O que me preocupa são, no fundo, duas coisas: o precedente que foi aberto e o que fica de fora. Relativamente ao precedente, preocupa-me esta mudança de rumo que aconteceu agora e que já tinha sucedido em 2015 (prémio que, a meu ver, foi muito mais chocante do que este). Se até aqui todos sabíamos mais ou menos o que esperar do Comité Nobel, a partir de agora é o desconhecimento total. Pode sair dali qualquer coisa, seja ela com sentido ou não. E digo isto porque se as letras de Bob Dylan podem ser consideradas poesia e, consequentemente, literatura, dificilmente posso aceitar prosa jornalística como literatura e, portanto, merecedora do Prémio Nobel da Literatura. Mas foi isso mesmo o que venceu no ano passado. Além deste aspecto, preocupam-me todos os autores que estão na lista, alguns já muito velhinhos, com uma obra literária imensa e que merece ser premiada e que vêem agora uma mudança num jogo que parecia ter as regras traçadas há muito tempo. Posso até não dizer que Bob Dylan não escreve literatura, mas daí a trocar autores como Kundera, Rushdie, Roth ou outros por ele é coisa que não me faz sentido. Parece-me injusto para os outros. Ele pode ganhar Grammys, os outros tinham o Nobel e já nem isso é deles. Além disso, acho que é um sinal terrível que se dá: o Nobel da Literatura premeia livros. Agora vão fazer-se livros a correr com as letras das canções de Dylan. Já existia um, penso que editado pela Relógio D’Água, e o resto eram as suas canções, cujos poemas se conheciam ouvindo-se a sua música.

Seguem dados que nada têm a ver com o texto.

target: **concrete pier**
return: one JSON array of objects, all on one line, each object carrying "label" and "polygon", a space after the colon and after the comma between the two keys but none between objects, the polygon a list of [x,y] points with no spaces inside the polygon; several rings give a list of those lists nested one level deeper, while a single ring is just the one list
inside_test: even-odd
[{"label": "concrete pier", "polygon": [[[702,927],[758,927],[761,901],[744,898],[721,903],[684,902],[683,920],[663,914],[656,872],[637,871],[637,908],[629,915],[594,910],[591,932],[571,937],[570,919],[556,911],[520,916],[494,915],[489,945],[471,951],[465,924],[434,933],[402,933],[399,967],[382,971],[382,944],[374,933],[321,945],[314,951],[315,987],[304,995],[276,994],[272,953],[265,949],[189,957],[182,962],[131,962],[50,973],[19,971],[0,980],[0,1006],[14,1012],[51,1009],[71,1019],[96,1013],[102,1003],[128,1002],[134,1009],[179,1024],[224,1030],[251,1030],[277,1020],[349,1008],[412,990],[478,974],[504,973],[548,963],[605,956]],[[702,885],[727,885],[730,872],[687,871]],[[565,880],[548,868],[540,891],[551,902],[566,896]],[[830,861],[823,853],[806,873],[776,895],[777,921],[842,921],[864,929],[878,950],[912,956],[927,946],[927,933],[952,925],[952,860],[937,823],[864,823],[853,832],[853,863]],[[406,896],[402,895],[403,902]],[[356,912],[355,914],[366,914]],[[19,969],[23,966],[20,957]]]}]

A sensação que tenho é que o Comité Nobel quer ser polémico. Mas parece que só quer sê-lo com a literatura. No ano passado fez a monstruosidade de atribuir o prémio a uma jornalista que escreve não literatura. Este ano deixa uma série de autores notáveis de lado para atribuir o prémio a um cantautor. Será que se o Roth pegar numa guitarra e cantar os seus romances passa a ter direito ao Nobel? E o Rushdie, que teve uma fatwa sobre ele durante tantos anos e que durante tanto tempo e que por isso mesmo esteve tão envolvido em causas como a liberdade religiosa, merecerá o Nobel se pegar no xilofone e recitar Os Versículos Satânicos em Fá Mi Ré? Estou a ser exagerada, claro, mas é para mostrar que é normal que haja uma enormíssima sensação de injustiça por parte dos escritores. É como se o Nobel da Medicina fosse entregue a um santo pela cura milagrosa de qualquer coisa. É inesperado e parece que deixa de parte quem de facto dedicou conscientemente uma vida inteira à literatura. O Bob Dylan escreveu, é verdade, muitas canções que são composições poéticas. Cantou, gravou discos, fez concertos. Mas será que ele pensava nele próprio como um autor de literatura?
A parte boa disto é que levou as pessoas a pensarem no que é literatura. Onde está a literatura? O que dá características literárias a um texto? É só nos livros que encontramos literatura? Está visto que não. Há poesia em muitos lugares e aí vai existir literatura. Bob Dylan escreveu poemas que musicou e, por isso, pode considerar-se que escreveu literatura. Mas se eu fosse escritora estaria neste momento muito chateada com esta decisão. Muitos autores, eternos inscritos na lista dos possíveis vencedores, devem sentir agora que a sua vez nunca chegará porque agora o Comité Nobel pretende mudar as regras do jogo, pretende chocar e voltar ao que era habitual não acontecerá tão cedo. Ainda bem que o nosso Saramago o ganhou noutros tempos, pois se fosse agora talvez o prémio não lhe chegasse.